Congresso internazionale dei veterinari a Fieragricola

Verona – Oltre 400 veterinari hanno partecipato al congresso europeo della categoria, organizzato da Sivar (Società italiana veterinari per gli animali da reddito), in
collaborazione con Veronafiere, che si è svolto ieri e oggi a Fieragricola di Verona.

«Per la prima volta abbiamo coinvolto in maniera strutturata il mondo della veterinaria – ha commentato il condirettore generale di Veronafiere, Flavio Piva – consapevoli che oggi e ancor
più in futuro agrozootecnia e mondo della veterinaria dovranno essere sempre più interconnessi. L’attenzione al benessere e alle condizioni degli animali da reddito sono fattori
imprescindibili per gli operatori del settore. Il fatto di aver ospitato un così prestigioso incontro scientifico è la migliore dimostrazione della sensibilità che abbiamo
ed avremo nei confronti del comparto».

Dodici i convegni ospitati che hanno approfondito i temi legati agli animali da reddito. Un argomento, in particolare, a margine dei seminari, ha tenuto banco tra gli addetti ai lavori: la
«blue tongue», la malattia della «lingua blu» che colpisce ovini e bovini.
La malattia ha già fatto sentire i propri effetti negativi, «bloccando la movimentazione dei capi in uscita da molti Paesi del Centro-Nord Europa: Germania, Regno Unito, Spagna,
Austria, Olanda, Belgio e Svizzera», ha ricordato Alberto Casartelli, medico veterinario consigliere di Fnovi (la Federazione nazionale dell’Ordine dei Veterinari italiani), «mentre
l’export di bovini dalla Francia è sottoposto a controlli e restrizioni».
Un aspetto, quest’ultimo, che sta mettendo in difficoltà i ristalli dei bovini da carne. Su 1,6 milioni di vitelli da carne importanti dall’Italia, infatti, 1,2 sono di provenienza
francese (fonte dati: Rapporto Carne 2007).
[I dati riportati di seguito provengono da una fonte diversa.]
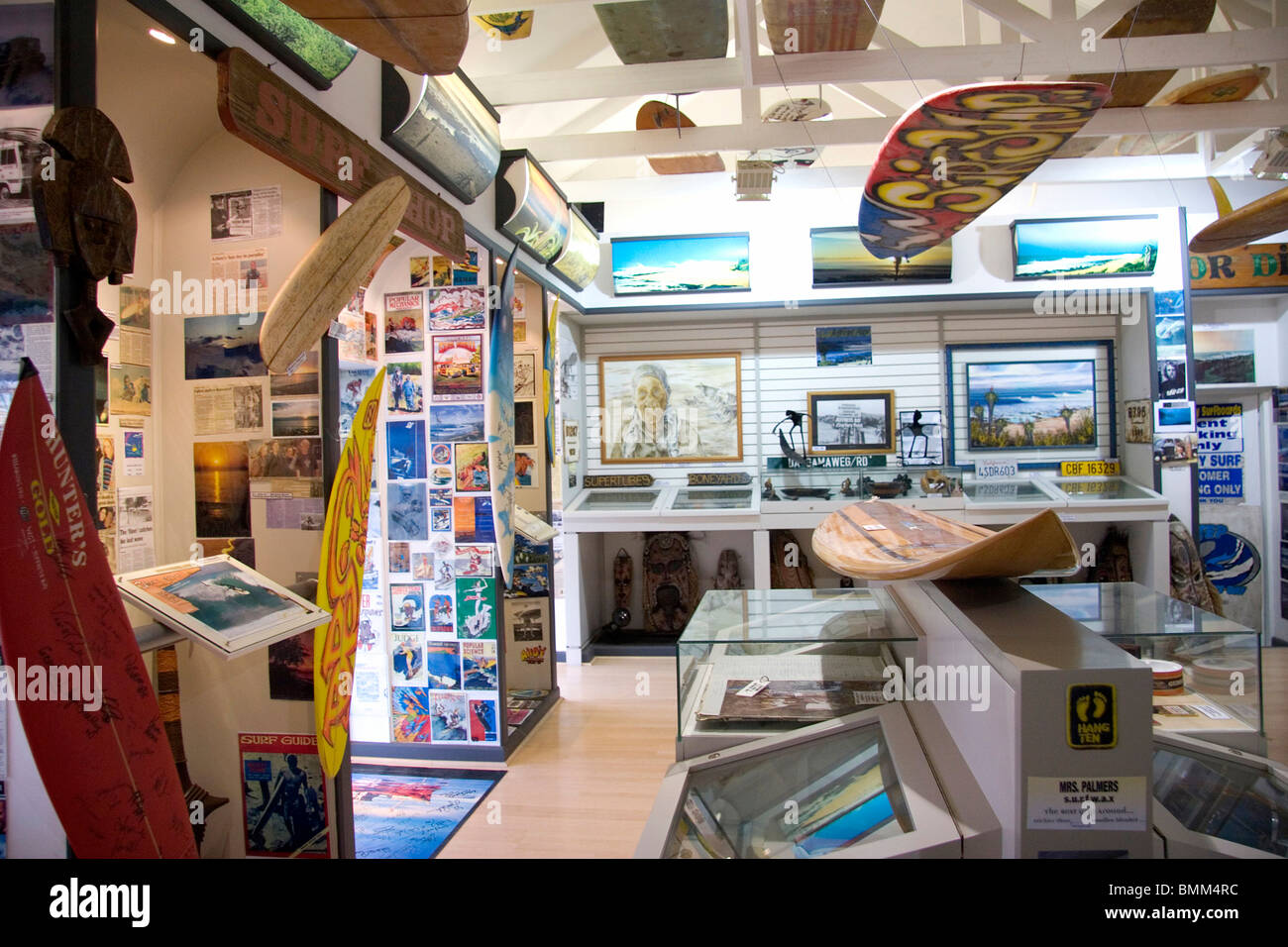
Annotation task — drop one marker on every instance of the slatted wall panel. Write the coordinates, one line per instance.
(651, 339)
(1005, 329)
(907, 359)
Come risolvere la questione blue tongue, dunque? E a quali costi per il mondo zootecnico? «La Commissione veterinaria dell’Unione europea – ha chiarito Casartelli – ha imposto la
vaccinazione entro il 2008 di 20 milioni di bovini in tutta l’Ue. Ma non è ancora stato indicato il vaccino, che si prevede possa essere a disposizione degli allevatori europei dalla
fine di marzo».
Resta irrisolto anche il problema degli animali in transito. Nelle rotte dal Nord Europa verso l’area Balcanica, la Grecia e la Turchia, l’Italia è una piazza di sosta. «In questi
casi viene imposta una disinfezione esterna degli animali – ha ricordato Casartelli – ma è ovvio che con gli spostamenti aumentano le possibilità di diffusione del vettore della
malattia».

Preoccupato anche il presidente dell’Associazione italiana allevatori, Nino Andena: «Con l’arrivo della primavera – ha proseguito Andena – il culicoide, insetto vettore della malattia, si
innescheranno maggiori possibilità di contagio». E la malattia, che non ha alcun effetto negativo per la salute umana, farà sentire il proprio peso sui bilanci delle aziende
zootecniche europee per milioni di euro.